From what I can tell, the old bricks on the house are pretty soft inside. I have read that modern cement-based mortar can really tear up old bricks like these because when stress is applied, the bricks break or crumble before the concrete yields. To address this issue, I made a lime-based mortar which should remain softer than the bricks. Because of the extended calcification process of lime, this mortar is also supposed to self-repair small cracks in it over time– a nice feature.
- 1 part hydrated lime (easier to find and work with than quicklime)
- 3 parts all-purpose sand (sharper than play sand)
- mortar colorant (optional– I used some left by the previous owners)
Add the dry ingredients to the water and mix until uniform. Wait five minutes, then mix again adding water or sand to reach the desired consistency.
For my project, I started with a wetter consistency so that the mortar would more easily flow into the deep crevices where the wall has sunken. I also sprayed all the bricks with water to help extend the curing time for the new mortar. For the wide gaps, I made a small trough out of some sheet aluminum and forced the mortar into the gaps with my square trowel.
For the places where the bricks hadn’t moved, I filled in the gaps in the mortar using a 3/8″ tuckpointing trowel taking mortar off a hawk. For this application, I experimented with a dryer mortar consistency and also with increasing the lime content. With too much water, the mortar just slid off the trowel. With too much lime, the mortar got overly sticky and more difficult to spread. With the rich lime mixture, I noticed the mortar making a cool sizzling sound while it sat on the hawk. I assume this was the lime cooking, though I didn’t notice any additional heat.

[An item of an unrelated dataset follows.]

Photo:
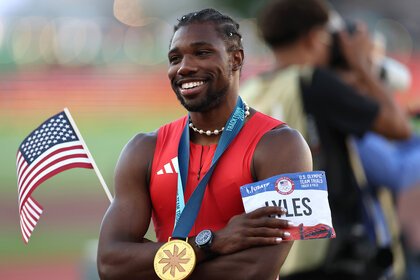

After working at it for a couple hours I had used up a gallon pail of mortar and was ready to call it quits. (I covered more than the just the area seen in the picture above.) The results are far from professional, but I don’t think they look too bad for a first effort. To continue to keep the mortar from setting too quickly, I lightly sprayed water over the new mortar every couple hours for the next day or so. For some of the deep cracks, I intentionally left the mortar shallow, so that I can finish with a second layer once the first has dried.